Glencoe Village President Larry Levin said discussions over the possible annexation have been taking place off and on for years, but have intensified in recent months.
“We are talking about whether or not this is the appropriate time, and whether we should in fact move forward with that now,” Levin said.
Levin is set to step down from the village presidency next May, as he is not running for reelection after serving the traditional two terms.
“I think if we were to get it done in the near term, it would be helpful while I am still here because I have had numerous contacts and work regularly on all sorts of things with the county and the garden,” Levin said. “So, it is logical that while I am still here and we have that relationship and background that we see if we can get it finished up.”
Levin pointed to possible transportation benefits for the village if a deal is completed.
“This would put the village in a better position to support enhancements with (Illinois Department of Transportation) to improve the exit lanes from the Edens Expressway to the garden,” Levin said.
As part of an annexation, the village would have larger responsibility for public safety and emergency response for the 385-acre campus than it currently does.
At the same time, while the Chicago Botanic Garden does not charge admission, the village would be in a position to collect a portion of the sales tax revenue generated at its gift shop, café and through its urban agriculture initiative. Those funds now exclusively go to the county.

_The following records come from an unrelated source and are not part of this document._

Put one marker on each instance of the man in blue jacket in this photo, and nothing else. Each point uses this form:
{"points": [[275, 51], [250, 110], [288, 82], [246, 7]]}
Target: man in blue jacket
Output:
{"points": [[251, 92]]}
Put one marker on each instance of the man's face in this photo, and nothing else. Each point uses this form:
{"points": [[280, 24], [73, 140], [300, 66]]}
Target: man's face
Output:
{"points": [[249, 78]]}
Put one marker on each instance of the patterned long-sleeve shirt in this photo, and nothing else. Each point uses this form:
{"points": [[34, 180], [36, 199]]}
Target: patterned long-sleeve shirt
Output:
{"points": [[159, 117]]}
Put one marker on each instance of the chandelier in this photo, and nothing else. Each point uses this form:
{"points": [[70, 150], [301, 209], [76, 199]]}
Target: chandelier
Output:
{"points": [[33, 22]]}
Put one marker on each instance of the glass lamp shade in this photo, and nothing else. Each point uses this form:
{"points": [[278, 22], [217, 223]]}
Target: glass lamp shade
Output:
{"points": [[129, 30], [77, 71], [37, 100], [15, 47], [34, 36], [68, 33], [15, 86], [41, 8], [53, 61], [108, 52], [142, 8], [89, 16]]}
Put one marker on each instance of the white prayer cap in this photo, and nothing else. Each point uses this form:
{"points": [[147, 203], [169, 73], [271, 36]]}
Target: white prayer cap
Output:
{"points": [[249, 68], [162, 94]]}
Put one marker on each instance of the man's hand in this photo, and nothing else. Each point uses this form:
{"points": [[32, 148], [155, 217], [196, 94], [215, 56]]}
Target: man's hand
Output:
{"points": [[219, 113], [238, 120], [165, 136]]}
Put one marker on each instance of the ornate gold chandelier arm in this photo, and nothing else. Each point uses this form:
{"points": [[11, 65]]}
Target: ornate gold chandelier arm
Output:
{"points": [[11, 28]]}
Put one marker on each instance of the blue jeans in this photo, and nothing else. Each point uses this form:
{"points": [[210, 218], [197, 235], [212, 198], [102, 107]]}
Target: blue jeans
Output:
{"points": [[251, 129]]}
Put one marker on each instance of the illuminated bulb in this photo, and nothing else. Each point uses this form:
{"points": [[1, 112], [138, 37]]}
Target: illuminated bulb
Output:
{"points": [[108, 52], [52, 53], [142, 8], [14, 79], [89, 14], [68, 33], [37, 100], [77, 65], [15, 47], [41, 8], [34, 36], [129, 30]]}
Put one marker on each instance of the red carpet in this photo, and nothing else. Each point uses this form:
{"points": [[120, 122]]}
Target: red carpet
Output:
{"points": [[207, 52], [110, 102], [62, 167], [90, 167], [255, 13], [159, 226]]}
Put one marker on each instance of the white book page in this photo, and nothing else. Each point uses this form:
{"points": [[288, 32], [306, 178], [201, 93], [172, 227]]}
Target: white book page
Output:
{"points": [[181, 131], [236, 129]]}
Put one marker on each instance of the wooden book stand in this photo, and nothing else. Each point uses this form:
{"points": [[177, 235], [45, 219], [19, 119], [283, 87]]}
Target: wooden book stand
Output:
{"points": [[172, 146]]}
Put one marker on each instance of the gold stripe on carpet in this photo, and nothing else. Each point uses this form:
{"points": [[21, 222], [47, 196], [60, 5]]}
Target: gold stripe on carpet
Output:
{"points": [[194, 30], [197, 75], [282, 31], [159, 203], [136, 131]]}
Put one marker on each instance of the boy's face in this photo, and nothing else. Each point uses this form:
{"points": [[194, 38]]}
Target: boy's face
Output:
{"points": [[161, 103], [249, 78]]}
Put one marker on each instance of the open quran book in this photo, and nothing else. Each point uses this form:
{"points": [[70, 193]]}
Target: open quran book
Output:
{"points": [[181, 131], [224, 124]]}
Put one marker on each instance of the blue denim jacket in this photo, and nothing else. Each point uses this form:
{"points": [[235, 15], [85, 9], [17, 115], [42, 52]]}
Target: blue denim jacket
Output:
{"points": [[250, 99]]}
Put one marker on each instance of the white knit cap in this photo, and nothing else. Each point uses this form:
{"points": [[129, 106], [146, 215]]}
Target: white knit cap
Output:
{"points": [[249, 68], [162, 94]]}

For the county, the village annexation of the unincorporated land would suit what Cook County Commissioner Larry Suffredin described as an overarching goal to no longer have responsibility over unincorporated areas.
“The fewer pieces of land where we are the municipal authority, the better off we would be,” Suffredin said.
He said the loss of sales tax revenue would be offset by decreasing fire and public safety responsibilities for the county.
“From a government point of view, it is a much cleaner way of doing it,” Suffredin said. “I am not aware of any reason why it would not go through,”
Chicago Botanic Garden officials issued a statement saying they were aware of the conversation, and are cooperating and collaborating with the county and the village, but did not have any additional details to share.
Chicago Botanic Garden operates under a model in which the land is owned by the county and operated by the Chicago Horticultural Society, according to its website. Currently, the Forest Preserve District supplies funding to cover about one-third of the garden’s budget. That is expected to continue, according to Suffredin.
No changes are expected that would impact the visitor experience, officials said.
Glencoe Village Attorney Steven Elrod said if completed, the change would be a voluntary annexation with the Cook County Forest Preserve District required to adopt a resolution and file a petition with Glencoe allowing the village to annex the property.